Snowflaking Dimension Tables
According to Dr. Kimball, dimensions should be designed as long, denormalized records. The reason for denormalization is to ensure maximum performance of the DW/BI queries. Snowflaking is the normalization of the dimension tables by removing all redundant attributes into separate dimension tables. The reason for normalizing is often the desire to “enhance” the design and reduce the storage costs of the warehouse.
Although this normalized design appears to optimize the storage and maintenance of the warehouse it actually introduces maintenance complexities while introducing sub-optimal query performance issues for DW/BI queries.
Reporting Using Snowflakes
As I demonstrated in a previous blog, Type 2 Slowly Changing Dimensions (SCD) provide the most flexibility for BI reporting because of the ability to report on historical data, including point-in-time reports. Snowflaking can sometimes hide the ability to see these changes the snowflake dimensions. Normalization, by definition, does not capture the transactional details of the modifications of the data. This lack of transactional detail will cause the BI reports to “drift” and move with the changing data in the snowflake dimensions.
Here is an example of a snowflaked model.
Let’s look at some detailed examples of the challenges this design can cause. First, the date dimension will require several joins to show the pay period information along with the month, quarter and year hierarchy. In order to find the sales per region, you will need to traverse the hierarchy from store to city to state to region. If you are looking for information about an employee, the data may change because the designer has used the id from the source application and therefore will not capturing the changes in the employee dimension. In all of these instances, when the snowflaked data changes the referencing dimension is not updated and does not know that the referenced data has changed, the detailed history of the change is lost and the ability to accurately regenerate metrics from a specific point-in-time is not possible.

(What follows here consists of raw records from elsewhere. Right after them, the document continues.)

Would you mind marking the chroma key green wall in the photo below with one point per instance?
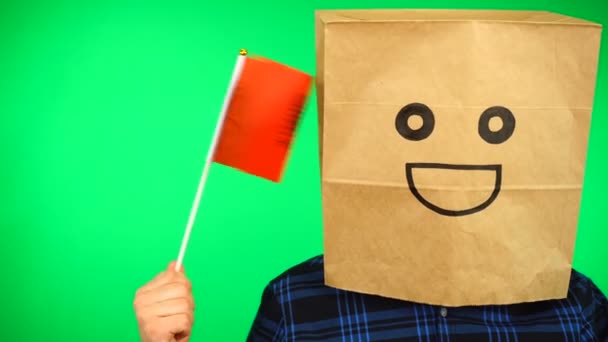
(106, 111)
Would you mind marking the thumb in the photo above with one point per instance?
(171, 267)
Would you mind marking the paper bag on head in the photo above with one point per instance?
(453, 147)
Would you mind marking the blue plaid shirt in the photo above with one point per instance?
(297, 306)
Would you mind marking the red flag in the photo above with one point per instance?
(262, 116)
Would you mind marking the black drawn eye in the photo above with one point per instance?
(502, 121)
(406, 119)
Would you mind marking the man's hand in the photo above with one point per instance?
(165, 307)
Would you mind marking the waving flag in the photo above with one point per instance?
(256, 125)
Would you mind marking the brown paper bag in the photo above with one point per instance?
(453, 151)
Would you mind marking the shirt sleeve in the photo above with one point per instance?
(269, 324)
(595, 313)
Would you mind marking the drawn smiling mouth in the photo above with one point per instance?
(496, 168)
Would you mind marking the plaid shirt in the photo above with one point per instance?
(297, 306)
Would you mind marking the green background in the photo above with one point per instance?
(106, 113)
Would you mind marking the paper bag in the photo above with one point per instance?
(453, 147)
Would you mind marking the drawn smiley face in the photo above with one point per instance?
(491, 136)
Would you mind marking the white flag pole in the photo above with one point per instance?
(236, 74)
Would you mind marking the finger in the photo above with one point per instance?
(169, 291)
(168, 276)
(169, 307)
(181, 269)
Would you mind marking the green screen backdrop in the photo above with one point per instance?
(106, 112)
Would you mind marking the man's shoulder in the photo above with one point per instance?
(307, 273)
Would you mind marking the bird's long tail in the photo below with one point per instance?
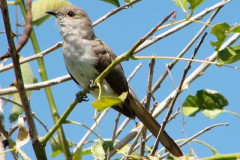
(152, 125)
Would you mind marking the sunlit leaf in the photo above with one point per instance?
(106, 102)
(191, 106)
(183, 4)
(221, 31)
(208, 101)
(114, 2)
(125, 150)
(236, 29)
(229, 55)
(98, 151)
(194, 4)
(212, 113)
(56, 147)
(39, 8)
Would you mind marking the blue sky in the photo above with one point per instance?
(120, 32)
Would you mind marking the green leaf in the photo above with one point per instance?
(236, 29)
(114, 2)
(56, 147)
(183, 4)
(77, 155)
(212, 113)
(106, 102)
(125, 150)
(194, 4)
(98, 151)
(39, 8)
(221, 31)
(190, 106)
(28, 78)
(108, 146)
(208, 101)
(229, 55)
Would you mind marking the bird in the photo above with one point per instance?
(86, 56)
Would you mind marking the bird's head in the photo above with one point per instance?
(73, 21)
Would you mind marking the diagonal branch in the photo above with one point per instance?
(112, 12)
(178, 93)
(26, 33)
(38, 148)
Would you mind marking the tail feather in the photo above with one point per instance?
(152, 125)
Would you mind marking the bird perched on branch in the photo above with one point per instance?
(86, 57)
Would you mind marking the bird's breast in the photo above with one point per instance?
(80, 60)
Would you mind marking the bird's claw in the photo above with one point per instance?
(93, 85)
(81, 98)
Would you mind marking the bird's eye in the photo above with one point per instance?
(71, 14)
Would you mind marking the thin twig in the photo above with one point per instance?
(26, 33)
(109, 14)
(33, 57)
(38, 148)
(161, 36)
(37, 86)
(182, 25)
(134, 72)
(197, 135)
(10, 100)
(115, 127)
(147, 104)
(130, 52)
(133, 144)
(81, 142)
(179, 89)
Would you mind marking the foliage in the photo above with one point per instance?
(210, 103)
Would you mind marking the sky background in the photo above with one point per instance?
(120, 32)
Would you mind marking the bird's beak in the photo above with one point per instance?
(52, 12)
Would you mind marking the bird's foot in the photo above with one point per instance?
(93, 85)
(81, 98)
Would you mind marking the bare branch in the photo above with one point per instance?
(38, 148)
(178, 93)
(198, 134)
(109, 14)
(33, 57)
(26, 33)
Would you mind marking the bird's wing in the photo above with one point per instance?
(116, 78)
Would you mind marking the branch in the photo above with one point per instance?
(33, 57)
(199, 16)
(130, 53)
(26, 33)
(195, 74)
(38, 148)
(37, 86)
(177, 94)
(197, 135)
(109, 14)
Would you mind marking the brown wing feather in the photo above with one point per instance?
(115, 78)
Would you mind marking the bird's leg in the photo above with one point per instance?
(81, 98)
(100, 90)
(93, 85)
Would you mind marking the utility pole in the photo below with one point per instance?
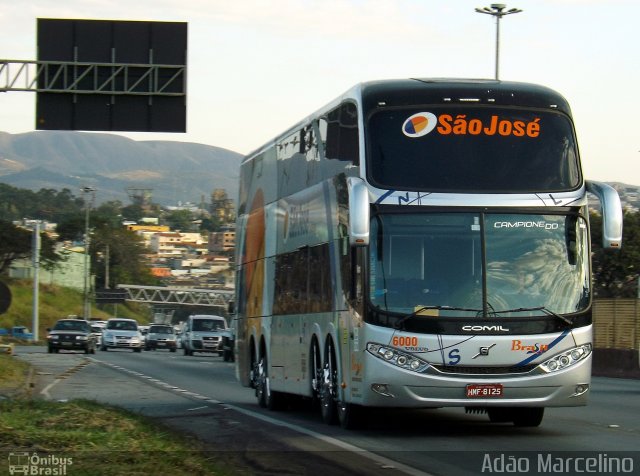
(87, 263)
(497, 10)
(36, 280)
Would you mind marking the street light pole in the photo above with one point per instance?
(497, 10)
(87, 263)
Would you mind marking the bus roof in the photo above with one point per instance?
(430, 91)
(446, 91)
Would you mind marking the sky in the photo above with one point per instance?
(256, 67)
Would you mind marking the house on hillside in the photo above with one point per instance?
(68, 273)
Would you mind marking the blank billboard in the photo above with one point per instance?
(103, 75)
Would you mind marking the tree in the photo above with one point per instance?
(615, 272)
(17, 243)
(126, 257)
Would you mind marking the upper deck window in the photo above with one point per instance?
(472, 149)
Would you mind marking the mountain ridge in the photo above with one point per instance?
(109, 163)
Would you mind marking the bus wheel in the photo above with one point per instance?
(316, 372)
(528, 416)
(262, 381)
(329, 386)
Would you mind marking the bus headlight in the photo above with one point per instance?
(566, 359)
(396, 357)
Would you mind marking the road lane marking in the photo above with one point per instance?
(381, 461)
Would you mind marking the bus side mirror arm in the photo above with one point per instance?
(611, 213)
(359, 213)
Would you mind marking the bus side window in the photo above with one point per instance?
(356, 274)
(339, 131)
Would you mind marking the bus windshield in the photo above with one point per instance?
(471, 149)
(436, 260)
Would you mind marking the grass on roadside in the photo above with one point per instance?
(98, 439)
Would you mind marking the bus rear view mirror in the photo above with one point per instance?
(611, 213)
(358, 212)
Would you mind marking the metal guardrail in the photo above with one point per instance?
(166, 295)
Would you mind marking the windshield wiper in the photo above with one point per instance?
(548, 312)
(406, 317)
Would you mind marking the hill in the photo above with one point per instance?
(175, 171)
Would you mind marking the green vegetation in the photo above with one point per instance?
(616, 272)
(58, 302)
(98, 439)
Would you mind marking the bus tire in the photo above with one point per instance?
(528, 417)
(329, 386)
(316, 373)
(262, 382)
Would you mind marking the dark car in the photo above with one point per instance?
(71, 334)
(161, 336)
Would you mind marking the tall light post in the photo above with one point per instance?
(87, 263)
(497, 10)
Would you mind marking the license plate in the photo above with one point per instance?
(489, 390)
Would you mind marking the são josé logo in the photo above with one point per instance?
(419, 124)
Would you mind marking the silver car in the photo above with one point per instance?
(121, 333)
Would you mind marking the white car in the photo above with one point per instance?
(203, 333)
(121, 333)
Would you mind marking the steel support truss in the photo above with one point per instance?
(165, 295)
(93, 78)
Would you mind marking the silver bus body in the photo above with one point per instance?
(331, 246)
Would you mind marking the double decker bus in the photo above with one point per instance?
(420, 243)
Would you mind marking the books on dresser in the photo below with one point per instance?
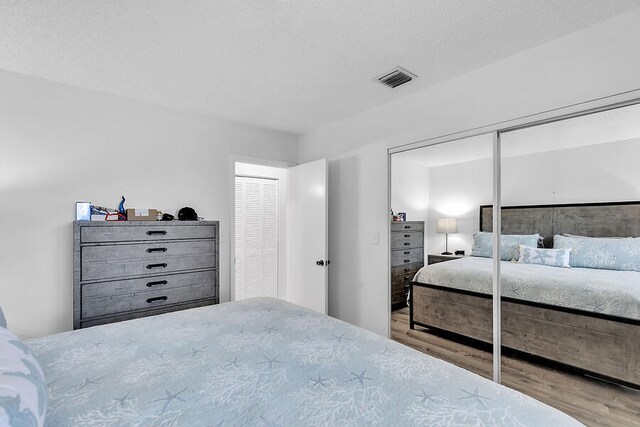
(124, 270)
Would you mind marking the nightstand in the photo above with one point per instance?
(436, 258)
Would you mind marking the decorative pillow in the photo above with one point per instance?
(552, 257)
(607, 253)
(509, 244)
(23, 390)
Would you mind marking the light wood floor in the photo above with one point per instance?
(591, 401)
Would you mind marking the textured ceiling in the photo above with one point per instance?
(288, 65)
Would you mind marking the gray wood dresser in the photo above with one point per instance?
(407, 257)
(128, 269)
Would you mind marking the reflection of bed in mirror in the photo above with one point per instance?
(584, 318)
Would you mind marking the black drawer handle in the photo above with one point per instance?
(154, 250)
(157, 283)
(152, 266)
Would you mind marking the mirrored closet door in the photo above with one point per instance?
(567, 191)
(436, 196)
(571, 303)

Here are the same attributes captured in a denormalized star schema.
Star Schema Benefits
Looking at the denormalized star schema with no snowflaking we can quickly see that this model is much easier to understand. Because of the limited number of joins this model will perform better for reporting than the normalized design. In this design, we also see how we capture the effective dating of each record by using the active record start date and active record end date. This allows us to regenerate any metric as it was presented to the user on any given date in the past. Flags are used to quickly capture the most active records and are mainly used when loading the dimensions and building the fact records.
Snowflaked designs are often developed by novice data warehousing designers. The reasons for this are varied but I believe they center on the benefits of decreased storage and increased performance normalization provides online transaction processing systems (OLTP). Dimensional modeling requires that the tables be denormalized as updates are limited to deactivating an active record by switching the active record flag and setting the end date of an active record and inserting of new, active records are done in bulk. Remember, dimensional models are focused on providing the user with the ability to consume both summarized and detailed information, data which they can drill-into or roll-up to provide valuable information about the metrics they are researching. Finally, snowflaked designs should be limited in use to ensure an optimal data warehouse design. You may come across times when snowflaking is required. I strongly recommend that you try to flatten the dimensions and see if the simple star schema will work before settling on a snowflake design.